The reviewer continues and elaborates succinctly:
"seldom commit actual homicides or pull off multibillion dollar frauds. James succinctly defines  assholes as people who “systematically  [allow  themselves] to enjoy special advantages in interpersonal relations out of an entrenched sense of entitlement  that  [immunizes  them] against  the complaints  of  other people.” They are people who take thirty items  through supermarket  express check-out lines designated for those carrying ten items or less and are sincerely unable  to grasp why others in the queue look askance at them, but are too polite to forcefully object. James  says that  assholes normally act within the law and do not exact a great material toll on society. They are not quite sociopaths. They are, however, habitual and incurable. They are what they are and generally irredeemable."
"Incidentally, one of the peculiarities of the novelist Kurt Vonnegut was that, in later life, he substituted a naïve drawing of a sphincter for his signature."

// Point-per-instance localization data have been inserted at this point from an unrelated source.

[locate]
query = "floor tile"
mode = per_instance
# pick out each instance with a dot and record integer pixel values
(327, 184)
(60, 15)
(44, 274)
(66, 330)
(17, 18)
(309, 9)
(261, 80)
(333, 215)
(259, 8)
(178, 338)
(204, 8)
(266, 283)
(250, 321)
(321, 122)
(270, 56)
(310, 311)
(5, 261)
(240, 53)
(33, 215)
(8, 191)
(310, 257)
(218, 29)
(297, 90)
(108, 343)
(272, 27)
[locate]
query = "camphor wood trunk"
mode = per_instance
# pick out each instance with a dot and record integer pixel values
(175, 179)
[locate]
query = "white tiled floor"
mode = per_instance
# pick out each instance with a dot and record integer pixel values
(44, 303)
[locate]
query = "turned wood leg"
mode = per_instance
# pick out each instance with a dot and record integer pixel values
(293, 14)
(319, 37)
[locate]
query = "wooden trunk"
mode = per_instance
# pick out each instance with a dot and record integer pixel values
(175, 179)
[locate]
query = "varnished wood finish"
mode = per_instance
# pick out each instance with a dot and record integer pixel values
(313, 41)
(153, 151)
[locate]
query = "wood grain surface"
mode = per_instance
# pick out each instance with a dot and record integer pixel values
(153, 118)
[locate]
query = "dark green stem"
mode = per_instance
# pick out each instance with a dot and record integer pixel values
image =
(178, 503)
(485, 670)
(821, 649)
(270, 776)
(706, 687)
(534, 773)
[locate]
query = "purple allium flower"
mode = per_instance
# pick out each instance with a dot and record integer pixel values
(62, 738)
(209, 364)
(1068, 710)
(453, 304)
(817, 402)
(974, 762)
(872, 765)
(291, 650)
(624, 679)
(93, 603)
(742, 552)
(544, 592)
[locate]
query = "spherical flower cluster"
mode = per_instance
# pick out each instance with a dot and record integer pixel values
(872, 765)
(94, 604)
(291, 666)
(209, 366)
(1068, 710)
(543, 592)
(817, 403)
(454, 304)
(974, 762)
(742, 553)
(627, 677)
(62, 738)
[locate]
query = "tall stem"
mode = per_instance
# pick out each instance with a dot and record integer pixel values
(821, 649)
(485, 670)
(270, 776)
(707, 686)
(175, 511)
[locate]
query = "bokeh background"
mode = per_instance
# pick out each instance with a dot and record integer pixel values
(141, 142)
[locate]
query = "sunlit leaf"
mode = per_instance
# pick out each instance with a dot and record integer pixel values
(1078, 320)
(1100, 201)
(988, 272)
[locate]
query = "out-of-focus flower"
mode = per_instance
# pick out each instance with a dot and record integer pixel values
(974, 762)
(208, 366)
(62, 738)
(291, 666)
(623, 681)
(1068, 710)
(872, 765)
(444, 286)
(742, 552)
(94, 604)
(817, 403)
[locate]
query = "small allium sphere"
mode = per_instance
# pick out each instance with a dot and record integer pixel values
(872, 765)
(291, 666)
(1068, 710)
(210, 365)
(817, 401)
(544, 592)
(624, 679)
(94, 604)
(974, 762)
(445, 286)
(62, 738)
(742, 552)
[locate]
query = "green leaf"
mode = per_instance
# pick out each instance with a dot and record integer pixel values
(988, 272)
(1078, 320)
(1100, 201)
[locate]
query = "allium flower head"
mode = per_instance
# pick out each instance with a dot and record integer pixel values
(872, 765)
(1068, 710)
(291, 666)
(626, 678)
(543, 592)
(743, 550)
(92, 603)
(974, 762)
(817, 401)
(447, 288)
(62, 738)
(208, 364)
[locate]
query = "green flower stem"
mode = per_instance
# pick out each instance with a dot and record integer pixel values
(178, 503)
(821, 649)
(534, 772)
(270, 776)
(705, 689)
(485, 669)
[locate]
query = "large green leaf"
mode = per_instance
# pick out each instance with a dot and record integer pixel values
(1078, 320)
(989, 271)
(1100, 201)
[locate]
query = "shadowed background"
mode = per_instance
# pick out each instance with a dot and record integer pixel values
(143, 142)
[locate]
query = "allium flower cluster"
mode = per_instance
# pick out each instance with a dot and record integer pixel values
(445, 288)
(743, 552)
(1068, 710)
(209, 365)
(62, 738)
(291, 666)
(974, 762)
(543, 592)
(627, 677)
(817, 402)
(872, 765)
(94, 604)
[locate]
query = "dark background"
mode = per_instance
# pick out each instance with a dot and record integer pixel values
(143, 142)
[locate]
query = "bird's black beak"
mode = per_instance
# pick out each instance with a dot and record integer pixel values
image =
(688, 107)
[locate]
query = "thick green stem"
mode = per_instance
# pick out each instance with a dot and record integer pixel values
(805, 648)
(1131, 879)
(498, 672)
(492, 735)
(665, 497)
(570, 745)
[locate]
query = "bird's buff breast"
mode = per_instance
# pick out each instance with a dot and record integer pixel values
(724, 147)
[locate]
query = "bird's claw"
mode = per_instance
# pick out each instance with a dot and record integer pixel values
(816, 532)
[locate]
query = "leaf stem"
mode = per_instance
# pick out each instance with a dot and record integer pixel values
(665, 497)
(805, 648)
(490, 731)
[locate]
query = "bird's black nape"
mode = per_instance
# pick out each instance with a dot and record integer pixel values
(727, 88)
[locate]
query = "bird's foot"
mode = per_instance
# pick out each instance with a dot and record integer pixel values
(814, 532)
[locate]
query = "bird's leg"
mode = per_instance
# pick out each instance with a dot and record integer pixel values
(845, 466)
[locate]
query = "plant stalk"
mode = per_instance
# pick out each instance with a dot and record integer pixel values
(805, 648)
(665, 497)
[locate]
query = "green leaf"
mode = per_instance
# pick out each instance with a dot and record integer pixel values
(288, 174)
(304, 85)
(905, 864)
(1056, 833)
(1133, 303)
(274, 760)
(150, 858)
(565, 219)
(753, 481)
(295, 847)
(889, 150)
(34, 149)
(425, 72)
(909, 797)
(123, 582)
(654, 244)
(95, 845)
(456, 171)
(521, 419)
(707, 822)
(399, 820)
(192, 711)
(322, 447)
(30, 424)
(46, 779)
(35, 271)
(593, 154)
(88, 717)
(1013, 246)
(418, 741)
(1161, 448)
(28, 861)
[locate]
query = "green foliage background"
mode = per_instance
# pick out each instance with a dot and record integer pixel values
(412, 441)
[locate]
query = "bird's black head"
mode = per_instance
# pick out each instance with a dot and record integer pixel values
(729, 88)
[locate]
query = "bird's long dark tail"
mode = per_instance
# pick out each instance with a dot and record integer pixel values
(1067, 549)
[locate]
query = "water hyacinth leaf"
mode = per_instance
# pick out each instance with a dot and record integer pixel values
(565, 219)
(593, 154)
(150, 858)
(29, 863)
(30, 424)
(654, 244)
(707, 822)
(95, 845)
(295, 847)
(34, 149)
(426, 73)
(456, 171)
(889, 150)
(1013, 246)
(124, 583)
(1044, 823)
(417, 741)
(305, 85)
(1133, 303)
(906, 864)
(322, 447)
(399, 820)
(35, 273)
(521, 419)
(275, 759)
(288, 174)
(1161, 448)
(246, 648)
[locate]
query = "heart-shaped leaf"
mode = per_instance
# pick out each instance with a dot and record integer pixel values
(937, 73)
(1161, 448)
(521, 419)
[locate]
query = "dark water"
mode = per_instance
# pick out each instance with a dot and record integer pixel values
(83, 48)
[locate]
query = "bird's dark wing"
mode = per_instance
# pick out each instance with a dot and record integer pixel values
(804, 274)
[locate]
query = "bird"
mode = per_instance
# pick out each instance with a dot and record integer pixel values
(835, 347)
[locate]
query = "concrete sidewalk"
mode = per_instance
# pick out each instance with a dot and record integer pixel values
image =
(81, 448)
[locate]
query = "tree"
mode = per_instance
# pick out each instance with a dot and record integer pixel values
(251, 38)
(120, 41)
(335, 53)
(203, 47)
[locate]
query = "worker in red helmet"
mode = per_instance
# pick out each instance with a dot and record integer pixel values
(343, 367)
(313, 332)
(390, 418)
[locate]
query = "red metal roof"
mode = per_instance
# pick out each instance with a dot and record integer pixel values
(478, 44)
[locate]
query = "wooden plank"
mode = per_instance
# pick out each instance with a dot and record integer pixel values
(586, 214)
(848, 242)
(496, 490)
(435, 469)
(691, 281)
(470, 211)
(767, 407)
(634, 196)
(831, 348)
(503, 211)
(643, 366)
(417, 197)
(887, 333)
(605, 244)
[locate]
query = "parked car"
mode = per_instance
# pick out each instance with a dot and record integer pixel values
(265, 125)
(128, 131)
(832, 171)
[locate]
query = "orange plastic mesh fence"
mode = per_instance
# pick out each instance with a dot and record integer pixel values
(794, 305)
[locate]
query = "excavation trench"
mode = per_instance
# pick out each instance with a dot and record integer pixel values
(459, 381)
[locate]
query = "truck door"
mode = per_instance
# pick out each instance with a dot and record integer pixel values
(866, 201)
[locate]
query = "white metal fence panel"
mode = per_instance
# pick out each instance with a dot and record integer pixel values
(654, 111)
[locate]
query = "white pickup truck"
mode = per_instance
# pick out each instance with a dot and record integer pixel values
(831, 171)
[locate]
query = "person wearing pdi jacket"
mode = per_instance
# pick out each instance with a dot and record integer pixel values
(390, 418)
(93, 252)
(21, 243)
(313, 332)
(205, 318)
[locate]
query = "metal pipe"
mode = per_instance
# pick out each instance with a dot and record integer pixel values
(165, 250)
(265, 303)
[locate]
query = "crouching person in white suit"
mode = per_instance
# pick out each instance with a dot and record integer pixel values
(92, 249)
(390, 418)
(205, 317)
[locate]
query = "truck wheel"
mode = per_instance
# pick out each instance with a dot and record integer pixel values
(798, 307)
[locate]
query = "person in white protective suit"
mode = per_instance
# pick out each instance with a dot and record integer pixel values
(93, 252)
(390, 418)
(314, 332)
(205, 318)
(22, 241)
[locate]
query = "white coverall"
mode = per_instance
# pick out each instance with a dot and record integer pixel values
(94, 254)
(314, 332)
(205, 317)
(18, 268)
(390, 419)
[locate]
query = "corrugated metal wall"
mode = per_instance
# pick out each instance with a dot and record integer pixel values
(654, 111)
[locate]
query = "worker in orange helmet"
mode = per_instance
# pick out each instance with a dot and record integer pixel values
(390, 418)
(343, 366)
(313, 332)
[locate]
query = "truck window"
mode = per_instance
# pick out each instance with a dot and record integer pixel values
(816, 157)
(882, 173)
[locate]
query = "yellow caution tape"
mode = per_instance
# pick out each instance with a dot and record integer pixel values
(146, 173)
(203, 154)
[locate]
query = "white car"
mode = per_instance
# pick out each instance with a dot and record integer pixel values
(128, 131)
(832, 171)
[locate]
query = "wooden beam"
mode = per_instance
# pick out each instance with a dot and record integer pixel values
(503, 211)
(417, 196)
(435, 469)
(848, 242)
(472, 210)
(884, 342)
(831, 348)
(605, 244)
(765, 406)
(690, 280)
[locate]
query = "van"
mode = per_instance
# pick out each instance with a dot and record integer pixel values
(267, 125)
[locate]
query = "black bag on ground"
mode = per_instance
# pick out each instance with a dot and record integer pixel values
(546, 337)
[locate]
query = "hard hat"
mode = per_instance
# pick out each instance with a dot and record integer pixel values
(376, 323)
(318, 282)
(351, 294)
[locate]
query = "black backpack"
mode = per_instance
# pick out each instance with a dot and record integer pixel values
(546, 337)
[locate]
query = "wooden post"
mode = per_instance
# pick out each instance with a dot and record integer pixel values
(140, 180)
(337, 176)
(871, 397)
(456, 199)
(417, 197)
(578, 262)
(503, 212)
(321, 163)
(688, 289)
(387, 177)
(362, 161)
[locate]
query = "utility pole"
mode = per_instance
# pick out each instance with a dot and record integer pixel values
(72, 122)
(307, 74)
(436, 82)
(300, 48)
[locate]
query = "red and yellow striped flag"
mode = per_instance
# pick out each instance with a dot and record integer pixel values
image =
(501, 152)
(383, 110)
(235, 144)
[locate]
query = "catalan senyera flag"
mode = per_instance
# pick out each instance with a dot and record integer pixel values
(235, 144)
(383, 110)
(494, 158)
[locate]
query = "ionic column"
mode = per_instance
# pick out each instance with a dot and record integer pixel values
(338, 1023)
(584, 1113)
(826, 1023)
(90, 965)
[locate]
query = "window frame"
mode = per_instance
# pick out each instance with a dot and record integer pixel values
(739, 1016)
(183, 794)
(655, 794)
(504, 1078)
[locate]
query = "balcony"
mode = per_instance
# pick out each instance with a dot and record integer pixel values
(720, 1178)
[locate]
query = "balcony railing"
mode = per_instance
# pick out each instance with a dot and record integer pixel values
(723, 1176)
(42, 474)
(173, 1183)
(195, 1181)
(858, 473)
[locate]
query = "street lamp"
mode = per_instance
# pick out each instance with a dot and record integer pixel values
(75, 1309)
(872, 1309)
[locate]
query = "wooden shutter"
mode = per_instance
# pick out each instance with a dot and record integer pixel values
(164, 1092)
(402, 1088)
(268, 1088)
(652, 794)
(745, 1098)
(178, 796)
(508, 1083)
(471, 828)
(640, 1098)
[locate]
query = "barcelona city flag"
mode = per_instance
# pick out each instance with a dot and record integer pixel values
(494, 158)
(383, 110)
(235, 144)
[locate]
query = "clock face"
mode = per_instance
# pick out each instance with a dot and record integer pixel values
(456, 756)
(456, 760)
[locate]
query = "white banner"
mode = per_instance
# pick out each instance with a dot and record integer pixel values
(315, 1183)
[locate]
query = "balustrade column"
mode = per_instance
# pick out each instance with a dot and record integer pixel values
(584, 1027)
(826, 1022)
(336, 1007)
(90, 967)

Eric Schwitzgebel rightly points out the emotional injuries of such contemporaries:
"Two of James's insights about the asshole particularly strike me. First, why is the asshole so infuriating, even when the harm he does is slight? James's answer is that the asshole's entrenched sense of entitlement -- the asshole's refusal to treat others as equals -- adds particular sting to the injuries he forces upon us."

Coda

While Kirkus Reviews cautions that "the author’s enthusiasm for the subject makes it possible to get through the book quickly, but it may lack staying power", I would venture to think with Popperian certainty this subject covers all the basic human instincts and therefore will stay a source that keeps on giving.